書評 ヴァカン著 『ボディ&ソウル』
四六判上製416頁・定価4515円
発売日 13.2.1
ISBN 978-4-7885-1319-8
の書評が、7月6日付 「図書新聞」に掲載されました。評者は好井裕明氏。
……日本では著者はブルデュー社会学の関連で理論的学説的に紹介されることが多いようだが、本書を読む限り、それは一面的であることがわかる。著者も主張しているように、本書は初期シカゴ社会学派からの都市研究に深く根付いている偏見、すなわちゲットーとは欠乏や困窮、貧困による乱雑で無秩序な世界という思い込みを拒絶し、ゲットーそれ自体がもつ豊饒な秩序の世界を明らかにし、ゲットーへの偏見を意味付けていた権力関係や社会的搾取や排斥を明らかにしていく都市下層の生活文化のエスノグラフィーである。
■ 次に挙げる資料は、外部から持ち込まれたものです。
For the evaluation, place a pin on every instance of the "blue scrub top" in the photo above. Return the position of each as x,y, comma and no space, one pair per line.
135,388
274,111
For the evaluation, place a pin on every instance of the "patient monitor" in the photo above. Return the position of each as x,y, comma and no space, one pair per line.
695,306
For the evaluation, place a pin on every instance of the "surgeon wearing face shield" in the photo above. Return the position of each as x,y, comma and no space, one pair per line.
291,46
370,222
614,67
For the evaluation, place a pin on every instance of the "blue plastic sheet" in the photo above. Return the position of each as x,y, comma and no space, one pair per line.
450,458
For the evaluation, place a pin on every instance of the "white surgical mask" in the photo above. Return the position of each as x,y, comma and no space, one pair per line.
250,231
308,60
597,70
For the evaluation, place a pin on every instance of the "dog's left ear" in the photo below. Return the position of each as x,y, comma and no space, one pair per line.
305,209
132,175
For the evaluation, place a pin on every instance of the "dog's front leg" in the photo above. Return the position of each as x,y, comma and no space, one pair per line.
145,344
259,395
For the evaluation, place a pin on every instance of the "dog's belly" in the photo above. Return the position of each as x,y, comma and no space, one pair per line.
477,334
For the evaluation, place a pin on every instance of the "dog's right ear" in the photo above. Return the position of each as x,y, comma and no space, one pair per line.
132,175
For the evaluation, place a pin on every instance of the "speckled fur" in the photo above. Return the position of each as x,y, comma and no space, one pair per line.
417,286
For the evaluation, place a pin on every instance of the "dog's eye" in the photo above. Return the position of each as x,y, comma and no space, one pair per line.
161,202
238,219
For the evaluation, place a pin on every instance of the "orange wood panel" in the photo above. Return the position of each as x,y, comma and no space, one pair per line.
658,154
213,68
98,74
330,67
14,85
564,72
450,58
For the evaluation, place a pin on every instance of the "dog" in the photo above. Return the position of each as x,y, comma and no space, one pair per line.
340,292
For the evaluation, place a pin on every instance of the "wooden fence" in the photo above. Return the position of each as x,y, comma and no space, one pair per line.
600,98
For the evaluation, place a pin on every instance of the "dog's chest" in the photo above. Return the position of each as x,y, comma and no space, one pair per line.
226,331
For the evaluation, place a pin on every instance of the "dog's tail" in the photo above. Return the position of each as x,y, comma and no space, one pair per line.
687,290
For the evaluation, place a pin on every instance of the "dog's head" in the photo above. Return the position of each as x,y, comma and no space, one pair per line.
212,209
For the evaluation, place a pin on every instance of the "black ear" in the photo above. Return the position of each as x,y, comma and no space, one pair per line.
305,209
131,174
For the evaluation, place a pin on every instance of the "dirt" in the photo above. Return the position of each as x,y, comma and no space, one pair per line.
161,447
また、その目的のために有効な道具として選ばれたボクシングの最も基本的なところは、言語に頼ることなく、無意識のなかで伝達されていく高度な肉体的実践であり、ボクシングというスポーツに固有の技芸がいかに鍛錬を通して人間に習得されていくのかを、できるかぎり詳細にかつ了解可能な記述を試みたスポーツ社会学の優れた形なのである。
……
ところで、日本の社会学では、理論書や思想書、経験的な調査分析書などの翻訳は多いが、こうした優れた質的なモノグラフの翻訳はなかなかなされないものだ。それは、口語や俗語表現がちりばめられた原著を翻訳する難しさもあるからだろう。田中研之輔、倉島哲、石岡丈昇という訳者は、各自の専門領域研究を進める上で、本書を訳出する必然性があったのだと言うが、はるかにそれ以上に本書は訳出される価値があるだろう。優れた訳書を創造された三名の気鋭の社会学研究者に敬意を表したい。
評者の先生、掲載紙ご担当者に心よりお礼申し上げます。ありがとうございました。